Penulis yang saat ini
bertugas sebagai salah satu Ketua Tim Layanan Informasi dan Pengaduan (LIP) di
Bravo Bea Cukai, berkesempatan untuk menyusun database peraturan yang digunakan
oleh para agent dalam menjawab telepon pengguna jasa, yang dikenal dengan
sebutan Customs Knowledge Base. Selain
peraturan, database tersebut juga tersusun atas Frequently Asked Question (FAQ) yang dikumpulkan dari kantor-kantor
pelayanan DJBC dan Katalog Informasi yang berisi intisari dari peraturan yang
disederhanakan untuk memudahkan agent dalam menjawab terlepon secara tepat dan
cepat. Ketua Tim juga bertugas untuk melakukan asistensi kepada agent saat
menerima telepon dan e-mail serta memberikan masukan kepada Kepala Unit LIP
perihal tren permasalahan terkini tentang layanan kepabeanan dan cukai untuk
kemudian menjadi bahan laporan ke unit vertikal DJBC terkait. Informasi yang
dikumpulkan oleh Bravo Bea Cukai dari pengguna jasa dapat digunakan sebagai
bahan oleh DJBC untuk terus menyederhanakan prosedur kepabeanan dan cukai serta
penerapan sistem manajemen resiko yang handal.
Barang kiriman selama ini
dinilai sebagai sektor layanan pabean yang tidak signifikan dalam menyumbang
penerimaan negara, namun berdasarkan data permohonan informasi di Bravo Bea
Cukai selalu menduduki posisi 2 (dua) besar masalah yang sering ditanyakan dan
berpengaruh besar terhadap citra DJBC. Oleh karena itu, regulasi terkait topik
tersebut menarik perhatian para pimpinan DJBC untuk segera dirumuskan peraturan
pengganti PMK 188/PMK.04/2010 tentang Impor Barang yang Dibawa Penumpang, Awak
Sarana Pengangkut, Pelintas Batas, dan Barang Kiriman. Diharapkan dengan adanya
peraturan baru tersebut dispute yang
selama ini terjadi pada layanan tersebut dapat diminimalisasi, serta penerimaan
negara dalam bentuk bea masuk dan/atau cukai dari layanan tersebut dapat
dioptimalkan.
Yudi Pramadi, yang pernah menjabat sebagai Kepala Biro KLI
Sekretariat Jenderal Kemenkeu berpendapat mengenai fungsi layanan informasi di
tiap unit Eselon 1 Kemenkeu: “Di samping memitigasi complain pengguna jasa,
hal yang tak kalah penting untuk diperhatikan adalah edukasi publik.
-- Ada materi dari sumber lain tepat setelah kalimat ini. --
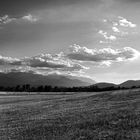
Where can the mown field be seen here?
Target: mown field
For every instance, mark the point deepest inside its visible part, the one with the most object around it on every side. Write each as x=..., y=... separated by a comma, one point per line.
x=113, y=115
Lakukan sebanyak-banyaknya
dan lakukan terus menerus sehingga pengguna jasa layanan DJBC dapat mengetahui
tugas dan fungsi DJBC.” Kebutuhan DJBC untuk memiliki saluran single-point-of-contact yang tersedia
bagi pengguna jasa terpenuhi dengan kehadiran Bravo Bea Cukai. Saat ini selain
menerima keluhan dan pertanyaan dari pengguna jasa serta memberikan edukasi
kepada mereka, unit ini juga dapat memberikan kontribusi secara tidak langsung
terhadap sosialisasi serta implementasi tugas dan fungsi DJBC seperti yang
telah diuraikan di atas. Penulis berharap Bravo Bea Cukai di masa depan dapat
menjelma menjadi Sistem Peringatan Dini (Early
Warning System) untuk setiap kebijakan yang telah diciptakan oleh DJBC,
sehingga dampak yang dihasilkan dari kebijakan tersebut dapat terpantau melalui
data yang masuk ke sistem contact center
Bravo Bea Cukai dan menjadi bahan evaluasi untuk pengambilan kebijakan
selanjutnya. Kiranya anggota Bravo Bea Cukai dan para pegawai PLI di daerah terus
berjuang mengemban tanggung jawab sebagai ujung tombak layanan informasi sehingga
bagian PLI tidak lagi dipandang sebagai unit yang tidak populer dan hanya
ditempati oleh pegawai nomor dua, namun menjadi unit vital yang dapat menyokong
DJBC menjadi institusi kepabeanan dan cukai terkemuka di dunia. BRAVO BEA CUKAI!